Reste que ces titulaires de portefeuilles ministériels ont été remarquablement choisis par leur mentor à l’Elysée tellement ils font preuve de docilité. Après tout un ministre capable d’avoir des idées personnelles et d’essayer de se comporter en homme ou femme responsable, cela peut effectivement avoir quelques inconvénients, surtout s’il persiste et signe dans son envie de faire bouger les choses. Rama Yade s’est essayée à l’exercice, mais à chaque fois qu’elle semblait avoir fait un pas en avant c’était immédiatement pour faire deux pas en arrière…et rentrer dans le rang. Ce manque de courage ou de témérité ne lui aura servi à rien puisqu’il est acquis qu’elle sera débarquée au prochain remaniement ministériel, contrairement à ces pauvres Laurent Wauquiez, Luc Chatel ou Christine Lagarde, tous plus pathétiques les uns que les autres, qui ne cessent de se faire recadrer par le Premier ministre…parce qu’ils émettent une idée de simple bon sens, par exemple sur les suppressions d’emplois chez Total ou la fermeture de Continental à Clairoix, unité qui emploie 1120 salariés. Au passage on rappellera dans ce dernier cas que le slogan « travailler plus pour gagner plus » si cher à Nicolas Sarkozy a vite volé en éclats, au préjudice des malheureux personnels de cette entreprise qui avaient accepté de travailler 40 heures hebdomadaires pour pérenniser l’emploi sur le site jusqu’en 2012.

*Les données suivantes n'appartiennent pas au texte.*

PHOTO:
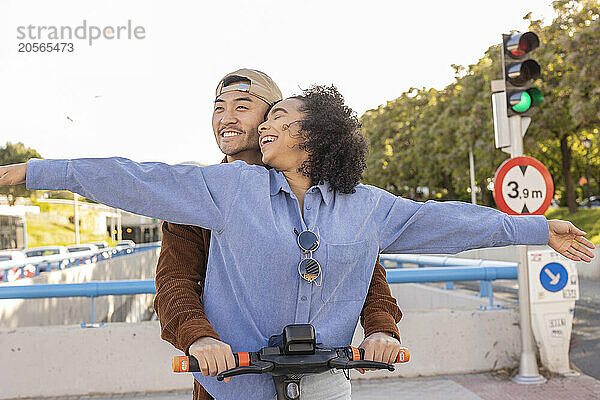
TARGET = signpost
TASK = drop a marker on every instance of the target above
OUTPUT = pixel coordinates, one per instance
(553, 289)
(523, 186)
(521, 182)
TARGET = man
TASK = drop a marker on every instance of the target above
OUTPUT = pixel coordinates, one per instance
(242, 100)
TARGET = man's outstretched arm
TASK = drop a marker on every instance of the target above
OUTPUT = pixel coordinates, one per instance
(379, 317)
(180, 276)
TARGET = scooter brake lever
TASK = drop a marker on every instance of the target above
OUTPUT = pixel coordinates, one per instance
(258, 368)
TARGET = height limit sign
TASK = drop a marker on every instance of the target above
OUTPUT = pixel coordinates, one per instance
(523, 185)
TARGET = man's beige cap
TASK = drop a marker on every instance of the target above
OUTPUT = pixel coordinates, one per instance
(261, 85)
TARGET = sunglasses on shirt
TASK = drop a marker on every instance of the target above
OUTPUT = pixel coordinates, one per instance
(309, 268)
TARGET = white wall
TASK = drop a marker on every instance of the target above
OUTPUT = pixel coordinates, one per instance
(125, 358)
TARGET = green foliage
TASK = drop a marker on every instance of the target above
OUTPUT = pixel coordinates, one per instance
(422, 138)
(14, 154)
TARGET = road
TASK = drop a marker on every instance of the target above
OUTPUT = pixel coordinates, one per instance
(585, 339)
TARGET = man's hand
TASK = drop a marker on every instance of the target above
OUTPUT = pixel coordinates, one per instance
(380, 346)
(213, 356)
(569, 241)
(13, 174)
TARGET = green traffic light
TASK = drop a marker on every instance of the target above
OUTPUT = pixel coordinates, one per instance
(524, 104)
(537, 97)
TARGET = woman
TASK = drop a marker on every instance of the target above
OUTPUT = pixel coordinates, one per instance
(299, 246)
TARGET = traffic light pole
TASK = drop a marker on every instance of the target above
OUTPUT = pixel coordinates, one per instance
(513, 98)
(509, 137)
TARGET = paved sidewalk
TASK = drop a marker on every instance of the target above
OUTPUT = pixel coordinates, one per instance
(459, 387)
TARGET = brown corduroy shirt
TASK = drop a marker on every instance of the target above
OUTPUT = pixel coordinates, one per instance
(180, 278)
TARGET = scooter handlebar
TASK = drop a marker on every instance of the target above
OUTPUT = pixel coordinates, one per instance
(242, 359)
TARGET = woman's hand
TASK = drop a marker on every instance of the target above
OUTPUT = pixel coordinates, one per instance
(569, 241)
(213, 356)
(13, 174)
(380, 346)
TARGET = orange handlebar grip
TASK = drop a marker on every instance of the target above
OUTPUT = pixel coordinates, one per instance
(181, 364)
(243, 359)
(403, 355)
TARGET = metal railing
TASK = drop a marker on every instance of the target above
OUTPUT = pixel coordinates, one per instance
(453, 270)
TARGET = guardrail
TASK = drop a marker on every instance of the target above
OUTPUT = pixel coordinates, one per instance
(499, 269)
(33, 266)
(486, 273)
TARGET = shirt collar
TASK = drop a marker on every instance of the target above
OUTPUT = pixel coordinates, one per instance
(278, 183)
(326, 192)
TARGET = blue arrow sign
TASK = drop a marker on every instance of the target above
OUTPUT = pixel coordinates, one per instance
(554, 277)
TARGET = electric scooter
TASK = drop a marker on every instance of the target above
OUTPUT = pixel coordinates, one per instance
(291, 355)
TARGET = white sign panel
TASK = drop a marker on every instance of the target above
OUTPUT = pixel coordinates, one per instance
(552, 277)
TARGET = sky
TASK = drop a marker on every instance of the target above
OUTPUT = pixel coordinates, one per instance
(150, 99)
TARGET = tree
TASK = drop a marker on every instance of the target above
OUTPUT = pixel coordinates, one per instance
(422, 138)
(13, 154)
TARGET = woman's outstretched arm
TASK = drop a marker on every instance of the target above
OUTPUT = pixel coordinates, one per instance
(200, 196)
(452, 226)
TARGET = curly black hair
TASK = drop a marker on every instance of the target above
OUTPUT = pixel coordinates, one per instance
(332, 136)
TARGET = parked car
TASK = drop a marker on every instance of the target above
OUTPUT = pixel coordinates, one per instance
(104, 248)
(83, 253)
(125, 246)
(8, 270)
(48, 258)
(594, 202)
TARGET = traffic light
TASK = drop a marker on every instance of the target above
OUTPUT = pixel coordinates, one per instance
(519, 70)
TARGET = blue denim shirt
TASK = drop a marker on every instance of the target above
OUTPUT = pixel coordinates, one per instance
(252, 288)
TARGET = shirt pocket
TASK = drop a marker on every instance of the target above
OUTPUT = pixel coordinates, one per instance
(344, 274)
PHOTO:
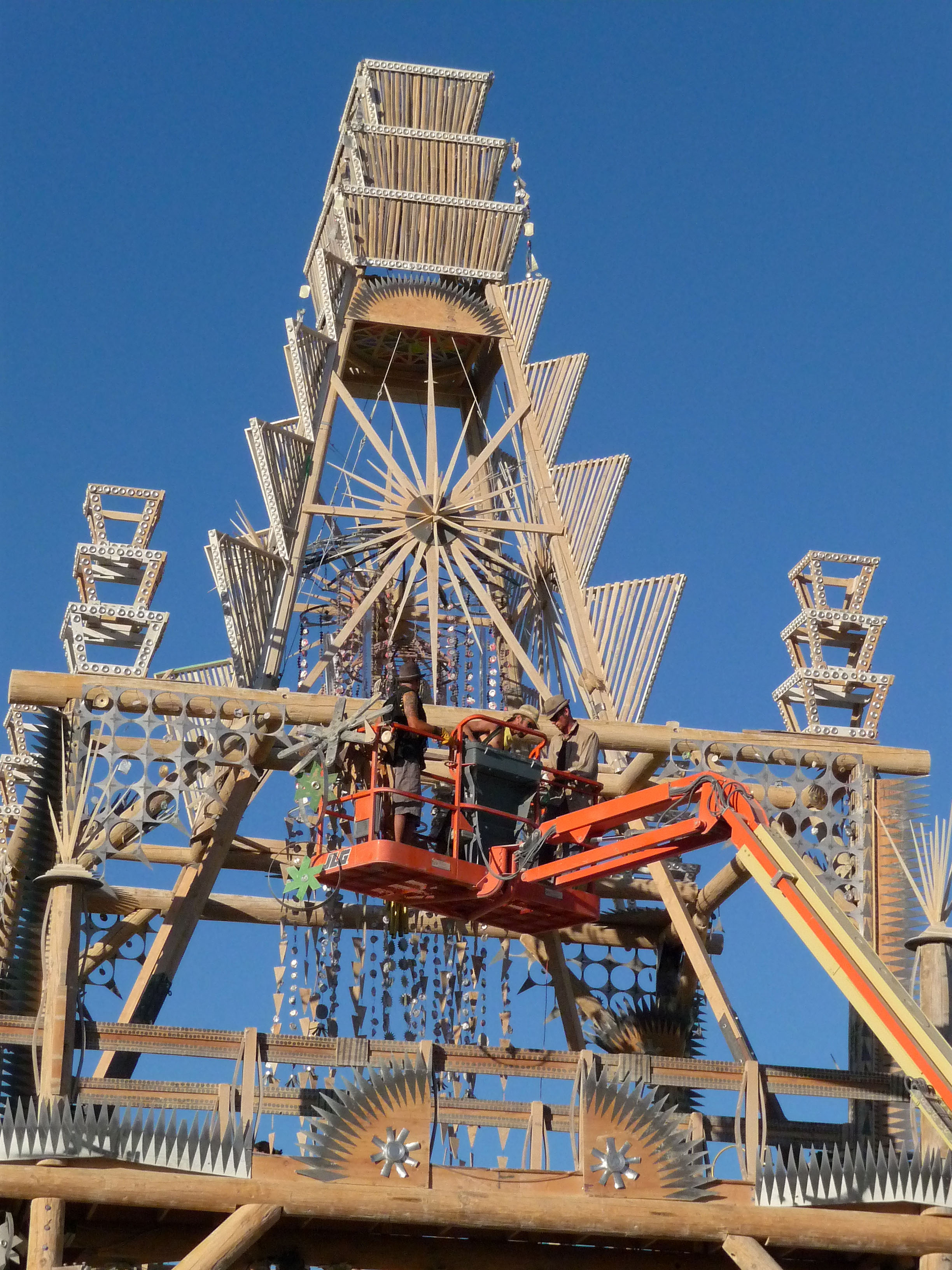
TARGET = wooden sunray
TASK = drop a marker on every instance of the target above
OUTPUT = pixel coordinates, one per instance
(455, 456)
(352, 475)
(409, 587)
(502, 624)
(370, 432)
(351, 626)
(488, 451)
(410, 455)
(433, 607)
(432, 465)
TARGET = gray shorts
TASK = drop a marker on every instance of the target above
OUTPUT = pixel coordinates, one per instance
(407, 780)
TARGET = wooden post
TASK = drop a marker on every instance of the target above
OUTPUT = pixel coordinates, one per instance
(249, 1066)
(565, 997)
(748, 1254)
(698, 957)
(189, 896)
(60, 982)
(235, 1235)
(537, 1136)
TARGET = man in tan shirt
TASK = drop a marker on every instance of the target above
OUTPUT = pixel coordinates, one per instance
(573, 750)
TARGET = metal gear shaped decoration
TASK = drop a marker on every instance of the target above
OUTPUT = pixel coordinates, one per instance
(10, 1244)
(614, 1163)
(356, 1133)
(671, 1164)
(394, 1154)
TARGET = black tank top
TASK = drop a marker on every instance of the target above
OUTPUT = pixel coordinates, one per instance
(407, 746)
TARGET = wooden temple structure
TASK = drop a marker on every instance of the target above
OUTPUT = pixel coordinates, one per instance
(378, 1118)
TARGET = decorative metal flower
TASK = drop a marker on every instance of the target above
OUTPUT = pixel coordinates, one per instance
(395, 1154)
(10, 1244)
(303, 878)
(614, 1161)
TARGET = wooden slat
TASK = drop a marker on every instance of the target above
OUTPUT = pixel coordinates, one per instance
(587, 493)
(525, 303)
(633, 621)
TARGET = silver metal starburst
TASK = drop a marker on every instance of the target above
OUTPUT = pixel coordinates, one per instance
(614, 1163)
(395, 1154)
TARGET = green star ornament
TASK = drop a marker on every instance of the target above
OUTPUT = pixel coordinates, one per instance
(303, 878)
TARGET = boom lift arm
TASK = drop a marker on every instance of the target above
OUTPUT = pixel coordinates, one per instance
(720, 809)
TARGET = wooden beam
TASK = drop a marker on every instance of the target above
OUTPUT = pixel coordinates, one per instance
(189, 896)
(235, 1235)
(47, 1213)
(721, 887)
(553, 1207)
(17, 1030)
(748, 1254)
(112, 940)
(633, 929)
(565, 996)
(696, 952)
(149, 1244)
(52, 689)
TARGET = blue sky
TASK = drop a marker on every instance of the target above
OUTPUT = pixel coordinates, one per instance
(744, 209)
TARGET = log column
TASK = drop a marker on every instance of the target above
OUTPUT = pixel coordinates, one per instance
(60, 983)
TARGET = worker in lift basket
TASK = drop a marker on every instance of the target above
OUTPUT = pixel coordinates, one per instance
(500, 736)
(573, 750)
(409, 750)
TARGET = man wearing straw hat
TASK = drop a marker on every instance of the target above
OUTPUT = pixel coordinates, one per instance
(573, 750)
(500, 736)
(409, 750)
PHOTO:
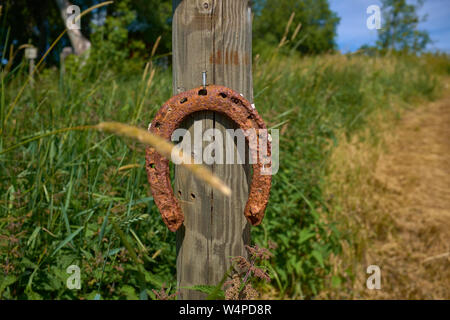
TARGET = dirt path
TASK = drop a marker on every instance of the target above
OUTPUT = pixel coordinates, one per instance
(415, 255)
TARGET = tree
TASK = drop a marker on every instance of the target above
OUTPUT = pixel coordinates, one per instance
(399, 31)
(318, 23)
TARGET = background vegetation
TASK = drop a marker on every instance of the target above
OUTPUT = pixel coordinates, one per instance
(60, 191)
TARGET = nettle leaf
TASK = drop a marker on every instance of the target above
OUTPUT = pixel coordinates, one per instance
(129, 292)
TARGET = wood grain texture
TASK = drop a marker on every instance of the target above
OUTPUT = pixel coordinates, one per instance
(213, 36)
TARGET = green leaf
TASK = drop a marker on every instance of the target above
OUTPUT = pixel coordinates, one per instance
(68, 239)
(129, 292)
(6, 282)
(316, 254)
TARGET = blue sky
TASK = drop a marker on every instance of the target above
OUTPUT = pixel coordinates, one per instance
(353, 32)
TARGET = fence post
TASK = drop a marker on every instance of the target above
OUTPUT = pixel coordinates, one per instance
(216, 37)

Pauvres ministres qui ne savent plus sur quel pied danser, puisqu’ils sont constamment obligés de changer de rhétorique au gré des circonvolutions issues de la pensée du président de la République…l’œil rivé sur les sondages d’opinion. Alors parfois il faut verser des larmes de crocodile pour faire social, mais aussi il ne faut surtout pas effaroucher les amis du président. Quel dur métier que celui de ministre ou secrétaire d’Etat ! Quel dur métier aussi que celui de député UMP en ce moment, au point que certains d’entre eux comme Pierre Méhaignerie, ex UDF fondu dans l’UMP  et élu depuis...1978 dans une circonscription autrefois détenue par son père, en arrivent à proposer l’imposition d’une contribution exceptionnelle aux contribuables gagnant 300.000 à 400.000 euros par an, comme veut l’imposer Barack Obama aux Etats-Unis. Problème, Nicolas Sarkozy ne veut pas d’une mesure aussi audacieuse parce qu’elle toucherait quelques uns des Français les plus riches, ce qui est pour lui le comble de l’horreur. 

Dans ces conditions gageons que Pierre Méhaignerie et ses amis parlementaires rangeront rapidement leurs velléités de contestation au vestiaire, et rentreront gentiment dans les rangs comme ils le font depuis toujours. Et pourtant si ces députés le voulaient réellement, s’ils étaient enfin prêts à entrer en résistance, ils pourraient contraindre le président de la République et son gouvernement à faire bouger les choses, et à pratiquer une politique plus conforme à notre idéal républicain de justice et de fraternité. Que risquent en effet un Pierre Méhaignerie et bien d’autres parlementaires de son âge (70 ans) sinon faire enfin preuve d’un peu de courage politique? Ah si j’oubliais, ces gens-là pourraient subir les représailles des instances de leur parti, et donc ne plus avoir à la prochaine élection l’investiture UMP. Quel drame en effet s’ils venaient à perdre leur emploi! Tout cela est affligeant.